AFFIN CREDIT (MALAYSIA) SDN BHD V. YAP YUEN FUI [1984] 1 MLJ 169

Fact

In this case the appellant had let a motor car to the respondent under a hire-purchase agreement dated August 14, 1980. The respondent fell into arrears with the payment and the motorcar was repossessed and sold by the plaintiff for the sum of RM12,000.00. The appellant brought and action for the balance outstanding under the hire-purchase agreement for the sum of RM13,174.97. The respondent denied the whole claim and sought the protection of the HirePurchase Act, 1967. He alleged that the appellant had

a) failed to comply with section 4(1) of the Act by failing to give him a written agreement consisting of a summary of his financial obligations under the proposed hire-purchase agreement as set out in Second Schedule to the Act,

b) failed to supply him with a copy of the hire-purchase agreement within fourteen days of its execution, an obligation imposed under Section 5(1) of the Act.

Held

The President of the Session Court found that both the provisions of Section 4(1) and 5(1) of the Act had been breached and he dismissed the claim.

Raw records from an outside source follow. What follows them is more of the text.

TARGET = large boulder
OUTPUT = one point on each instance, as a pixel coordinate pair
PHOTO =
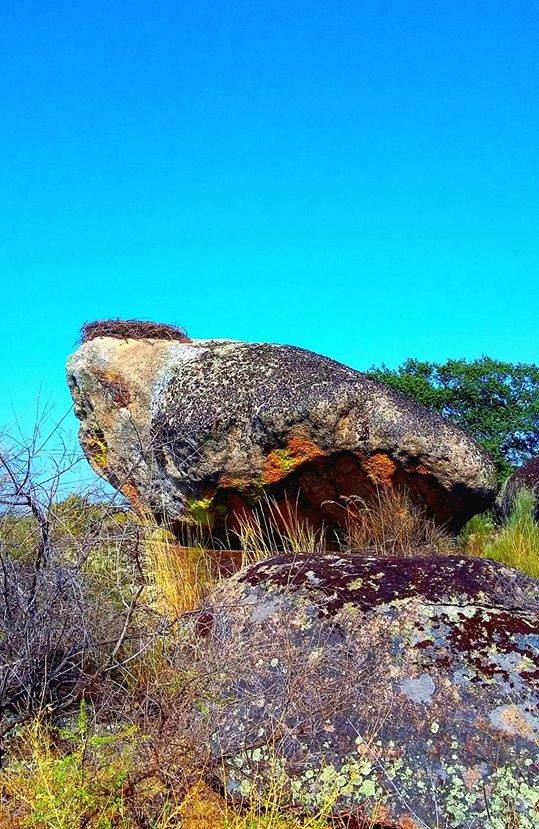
(403, 692)
(201, 429)
(525, 477)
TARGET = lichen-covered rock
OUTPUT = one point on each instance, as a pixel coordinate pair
(526, 477)
(403, 691)
(201, 429)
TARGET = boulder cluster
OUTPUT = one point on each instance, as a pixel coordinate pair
(397, 692)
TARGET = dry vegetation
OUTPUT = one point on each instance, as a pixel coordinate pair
(95, 689)
(132, 329)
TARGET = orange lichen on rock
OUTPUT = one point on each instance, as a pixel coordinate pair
(280, 462)
(380, 468)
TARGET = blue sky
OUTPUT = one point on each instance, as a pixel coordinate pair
(359, 178)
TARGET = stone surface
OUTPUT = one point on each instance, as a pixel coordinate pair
(201, 429)
(526, 476)
(402, 691)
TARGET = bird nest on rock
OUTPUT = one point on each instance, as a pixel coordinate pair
(132, 329)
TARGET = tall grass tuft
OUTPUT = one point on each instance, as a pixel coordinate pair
(516, 544)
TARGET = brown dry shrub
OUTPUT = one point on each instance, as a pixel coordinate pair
(392, 524)
(132, 329)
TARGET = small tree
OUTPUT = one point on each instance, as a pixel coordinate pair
(495, 401)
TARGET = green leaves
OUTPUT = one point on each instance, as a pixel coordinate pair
(496, 402)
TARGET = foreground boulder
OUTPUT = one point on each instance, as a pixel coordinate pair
(399, 691)
(201, 430)
(526, 477)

On appeal, Abdul Razak J. was inclined to agree with the appellant that on evidence there was in fact had complied with the provision of section 5(1), but had violated section 4(1) by the plaintiff

for failure to serve the statement in the second schedule on the defendant before the hirepurchase agreement was entered. Therefore, appellant had failed to prove that it had entered into a valid and proper agreement with the respondent. He therefore dismissed the appellants claims.

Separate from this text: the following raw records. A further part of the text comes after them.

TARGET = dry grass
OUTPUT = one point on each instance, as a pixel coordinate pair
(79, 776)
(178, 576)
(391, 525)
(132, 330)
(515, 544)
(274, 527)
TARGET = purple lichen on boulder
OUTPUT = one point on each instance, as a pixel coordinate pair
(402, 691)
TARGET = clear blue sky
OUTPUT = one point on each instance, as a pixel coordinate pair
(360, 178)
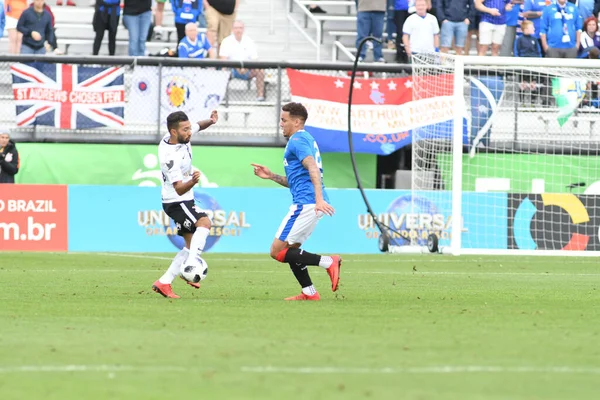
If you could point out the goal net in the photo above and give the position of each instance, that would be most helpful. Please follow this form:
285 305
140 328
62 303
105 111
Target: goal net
518 170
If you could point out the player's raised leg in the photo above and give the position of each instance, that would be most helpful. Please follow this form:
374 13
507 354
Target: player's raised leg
197 241
295 229
163 284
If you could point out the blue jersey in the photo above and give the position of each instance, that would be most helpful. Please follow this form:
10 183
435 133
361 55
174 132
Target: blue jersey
187 49
300 146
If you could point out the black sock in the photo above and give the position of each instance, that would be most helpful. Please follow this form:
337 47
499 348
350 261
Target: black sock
300 256
301 273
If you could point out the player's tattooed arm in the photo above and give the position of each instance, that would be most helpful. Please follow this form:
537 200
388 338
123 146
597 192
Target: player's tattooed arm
315 175
265 173
205 123
282 180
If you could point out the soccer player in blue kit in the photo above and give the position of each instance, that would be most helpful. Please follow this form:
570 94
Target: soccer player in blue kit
304 177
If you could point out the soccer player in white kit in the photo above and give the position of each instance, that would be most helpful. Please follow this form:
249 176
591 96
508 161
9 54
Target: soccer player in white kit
304 177
179 178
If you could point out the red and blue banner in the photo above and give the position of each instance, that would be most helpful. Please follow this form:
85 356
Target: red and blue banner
387 114
68 96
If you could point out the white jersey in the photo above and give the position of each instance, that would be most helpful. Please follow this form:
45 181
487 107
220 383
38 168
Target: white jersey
176 165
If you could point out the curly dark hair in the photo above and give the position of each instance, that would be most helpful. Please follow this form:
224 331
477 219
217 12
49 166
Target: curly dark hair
175 118
296 110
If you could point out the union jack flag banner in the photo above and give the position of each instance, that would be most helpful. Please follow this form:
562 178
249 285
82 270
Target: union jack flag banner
68 96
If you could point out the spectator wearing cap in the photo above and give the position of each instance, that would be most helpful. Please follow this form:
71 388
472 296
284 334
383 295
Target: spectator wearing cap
35 23
9 158
560 30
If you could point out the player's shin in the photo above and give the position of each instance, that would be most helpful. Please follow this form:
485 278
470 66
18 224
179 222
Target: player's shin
301 273
294 255
174 268
197 246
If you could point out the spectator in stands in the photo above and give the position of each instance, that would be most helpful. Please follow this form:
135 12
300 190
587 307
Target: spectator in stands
185 11
220 15
159 12
561 30
14 9
2 19
400 15
456 15
527 45
369 21
493 24
137 18
315 9
589 37
9 158
587 8
421 30
390 25
35 24
194 45
512 25
106 18
53 42
533 11
240 47
473 33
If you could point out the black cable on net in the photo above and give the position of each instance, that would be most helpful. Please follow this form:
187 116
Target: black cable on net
384 237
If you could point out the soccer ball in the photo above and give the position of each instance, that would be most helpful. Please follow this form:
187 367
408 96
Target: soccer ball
193 273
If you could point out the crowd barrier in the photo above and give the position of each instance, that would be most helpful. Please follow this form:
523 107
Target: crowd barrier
82 218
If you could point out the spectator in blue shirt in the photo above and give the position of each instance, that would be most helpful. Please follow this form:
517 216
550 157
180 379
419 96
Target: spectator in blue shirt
185 11
493 24
455 16
194 45
36 26
533 11
589 38
587 8
400 15
560 30
512 23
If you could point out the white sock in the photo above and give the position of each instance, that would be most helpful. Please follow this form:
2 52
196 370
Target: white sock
309 290
197 246
325 262
174 268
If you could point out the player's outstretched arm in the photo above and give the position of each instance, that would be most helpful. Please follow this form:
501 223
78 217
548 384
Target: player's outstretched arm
205 123
265 173
315 177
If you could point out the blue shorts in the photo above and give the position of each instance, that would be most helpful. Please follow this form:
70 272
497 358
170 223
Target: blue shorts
235 73
456 30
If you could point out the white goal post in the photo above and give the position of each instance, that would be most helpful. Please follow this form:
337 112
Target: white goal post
517 170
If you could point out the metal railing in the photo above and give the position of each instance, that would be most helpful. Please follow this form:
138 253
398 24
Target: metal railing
244 120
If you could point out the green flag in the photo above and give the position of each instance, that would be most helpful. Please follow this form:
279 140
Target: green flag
568 94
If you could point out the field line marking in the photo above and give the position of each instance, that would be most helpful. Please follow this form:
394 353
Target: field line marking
442 369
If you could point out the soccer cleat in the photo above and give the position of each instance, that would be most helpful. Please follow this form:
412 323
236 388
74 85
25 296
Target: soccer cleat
303 296
192 284
334 272
164 289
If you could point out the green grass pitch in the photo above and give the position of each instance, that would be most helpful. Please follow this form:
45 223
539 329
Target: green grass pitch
88 326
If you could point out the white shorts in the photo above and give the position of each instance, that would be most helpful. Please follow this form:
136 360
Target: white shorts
298 224
11 23
490 33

MOHAMED AZMI F.J. In our view, the plaintiffs claim was rightly dismissed by the lower courts, not because the hirepurchase agreement was unenforceable, but because no agreement had in fact been entered into by the parties. In this context the learned Judge was right in describing the agreement as void ab initio for lack of offer and acceptance. The written offer signed by the defendant without the condition precedent being fulfilled was not an offer recognized by the Hire-Purchase Act and as such there could not be acceptance by the plaintiff of a non-existent offer.

Notes

1. The case indicate that section 4(1) contains a positive and mandatory obligation on the part of the owner to give a written statement to the prospective hirer before an offer to enter into o hire-purchase agreement can be accepted and thereby brings about the formation of an agreement. 2. The non compliance with the provision of Section 4(1) of the Hire-Purchase Act 1967 would render a hire-purchase agreement void ab initio. 3. It is clear that the plaintiff has breached the provision.